Lekceważenie i likwidację jednostek OT skrytykował również Zbigniew Jacyna-Onyszkiewicz (LPR), członek sejmowej Komisji Obrony Narodowej. - Planuje się utworzenie żandarmerii wojskowej na poziomie 2 tysięcy żołnierzy. Cel jest jeden. Udział w akcjach poza granicami Polski, np. w Kosowie, Afganistanie czy Iraku - podał powód takiego podejścia poseł Jacyna-Onyszkiewicz. - Wojsko jest przygotowywane do działań poza granicami kraju. Wydarzenia na Ukrainie pokazują, że wcale nie musi być sytuacja taka, że przez wiele lat w otoczeniu granic Polski będzie spokojnie, że nie będziemy musieli obawiać się jakichkolwiek konfliktów. Sytuacja może się z dnia na dzień zmienić - dodał. W opinii posła, Polska powinna być przygotowana do obrony swoich granic w większym stopniu niż do tej pory. - Jednym z głównych elementów są nie tylko wojska operacyjne, ale także wojska obrony terytorialnej. Jednak ta ostatnia formacja jest w zaniku i ma być użyta tylko do działań osłonowych, a OT jest wielokrotnie tańsza niż wojska operacyjne. Nie można zaniedbywać obrony naszego terytorium, a trzeba pamiętać, że zmniejsza się liczebność armii i z powodów oszczędnościowych likwiduje się garnizony. Wszystko jednak powinno być robione z umiarem i rozsądnie - podkreślił poseł Jacyna-Onyszkiewicz.

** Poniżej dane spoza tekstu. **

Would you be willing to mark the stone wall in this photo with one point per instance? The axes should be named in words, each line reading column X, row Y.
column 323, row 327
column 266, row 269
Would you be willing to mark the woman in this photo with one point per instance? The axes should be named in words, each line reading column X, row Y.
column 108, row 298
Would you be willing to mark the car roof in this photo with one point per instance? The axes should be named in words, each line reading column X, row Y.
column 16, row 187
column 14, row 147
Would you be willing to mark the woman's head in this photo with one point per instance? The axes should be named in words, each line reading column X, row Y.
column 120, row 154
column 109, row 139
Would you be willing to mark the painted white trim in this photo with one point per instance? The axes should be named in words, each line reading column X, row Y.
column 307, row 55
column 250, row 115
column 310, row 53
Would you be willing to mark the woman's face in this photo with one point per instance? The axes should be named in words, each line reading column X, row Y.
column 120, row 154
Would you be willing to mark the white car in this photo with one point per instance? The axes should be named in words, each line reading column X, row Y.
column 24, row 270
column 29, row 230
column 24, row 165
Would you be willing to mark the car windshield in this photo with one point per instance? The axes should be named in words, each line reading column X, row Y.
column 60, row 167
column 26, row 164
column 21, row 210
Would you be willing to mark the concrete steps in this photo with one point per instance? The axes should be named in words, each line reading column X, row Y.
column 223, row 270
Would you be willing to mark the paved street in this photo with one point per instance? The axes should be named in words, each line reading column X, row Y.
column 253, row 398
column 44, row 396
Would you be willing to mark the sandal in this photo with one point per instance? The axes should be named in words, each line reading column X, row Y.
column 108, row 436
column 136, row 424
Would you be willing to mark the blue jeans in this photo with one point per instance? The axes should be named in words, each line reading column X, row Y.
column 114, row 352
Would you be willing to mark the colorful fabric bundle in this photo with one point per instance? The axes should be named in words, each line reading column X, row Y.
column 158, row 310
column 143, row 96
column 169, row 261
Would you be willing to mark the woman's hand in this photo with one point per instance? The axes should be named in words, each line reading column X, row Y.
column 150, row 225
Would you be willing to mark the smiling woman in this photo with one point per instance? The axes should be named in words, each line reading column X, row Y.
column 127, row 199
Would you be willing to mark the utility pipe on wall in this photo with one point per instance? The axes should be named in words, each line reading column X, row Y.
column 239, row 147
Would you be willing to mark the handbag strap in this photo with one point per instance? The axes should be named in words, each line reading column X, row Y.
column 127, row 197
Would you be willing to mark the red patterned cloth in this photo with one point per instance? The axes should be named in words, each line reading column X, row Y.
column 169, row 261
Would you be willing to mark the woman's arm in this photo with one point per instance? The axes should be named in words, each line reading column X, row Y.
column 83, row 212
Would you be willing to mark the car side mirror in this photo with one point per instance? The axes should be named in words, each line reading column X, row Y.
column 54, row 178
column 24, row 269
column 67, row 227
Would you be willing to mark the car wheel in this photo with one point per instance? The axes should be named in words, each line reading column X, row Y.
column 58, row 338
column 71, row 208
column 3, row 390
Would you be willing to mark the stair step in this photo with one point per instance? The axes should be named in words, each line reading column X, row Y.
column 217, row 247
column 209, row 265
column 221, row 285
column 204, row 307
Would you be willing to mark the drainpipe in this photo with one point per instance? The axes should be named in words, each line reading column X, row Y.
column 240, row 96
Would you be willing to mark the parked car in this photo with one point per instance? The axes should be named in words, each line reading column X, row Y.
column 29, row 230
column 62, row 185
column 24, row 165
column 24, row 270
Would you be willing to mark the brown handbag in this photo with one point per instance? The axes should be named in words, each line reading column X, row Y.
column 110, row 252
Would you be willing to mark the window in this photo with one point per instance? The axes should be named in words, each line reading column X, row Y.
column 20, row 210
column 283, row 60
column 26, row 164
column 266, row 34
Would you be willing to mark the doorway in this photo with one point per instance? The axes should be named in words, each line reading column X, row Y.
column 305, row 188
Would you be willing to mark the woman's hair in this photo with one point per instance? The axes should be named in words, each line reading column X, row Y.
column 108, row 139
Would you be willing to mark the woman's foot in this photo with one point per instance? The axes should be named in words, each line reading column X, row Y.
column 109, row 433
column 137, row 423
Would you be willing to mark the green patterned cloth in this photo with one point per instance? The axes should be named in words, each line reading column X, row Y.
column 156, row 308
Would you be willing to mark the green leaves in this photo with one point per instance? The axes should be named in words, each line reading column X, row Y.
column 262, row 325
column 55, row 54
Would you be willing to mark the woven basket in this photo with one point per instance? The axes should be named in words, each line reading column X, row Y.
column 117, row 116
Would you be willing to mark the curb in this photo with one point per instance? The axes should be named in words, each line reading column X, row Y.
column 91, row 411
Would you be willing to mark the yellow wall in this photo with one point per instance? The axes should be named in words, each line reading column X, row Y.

Aktualnie w składzie wojsk obrony terytorialnej występują: 1. BOT - Lębork, 2. BOT - Mińsk Mazowiecki, 3. BOT - Zamość, 14. BOT - Przemyśl, 18. BOT - Białystok, a także 22. Brygada Piechoty Górskiej OT - Kłodzko. Likwidacja jednostki zajmującej się m.in. niesieniem pomocy w przypadku klęsk żywiołowych, a w jej miejsce wprowadzenie formacji policyjnej niepokoi. Niepokój jest większy, gdy przypomnimy sobie, że nie tak dawno Sejm zmienił ustawy o policji oraz o powszechnym obowiązku obrony Rzeczypospolitej Polskiej. Nowelizacja obniża szczebel decyzyjny w sprawach dotyczących użycia sił zbrojnych w przypadku wystąpienia w kraju wewnętrznych problemów. Decyzję o wsparciu policji przez żołnierzy podejmuje minister obrony na wniosek ministra spraw wewnętrznych.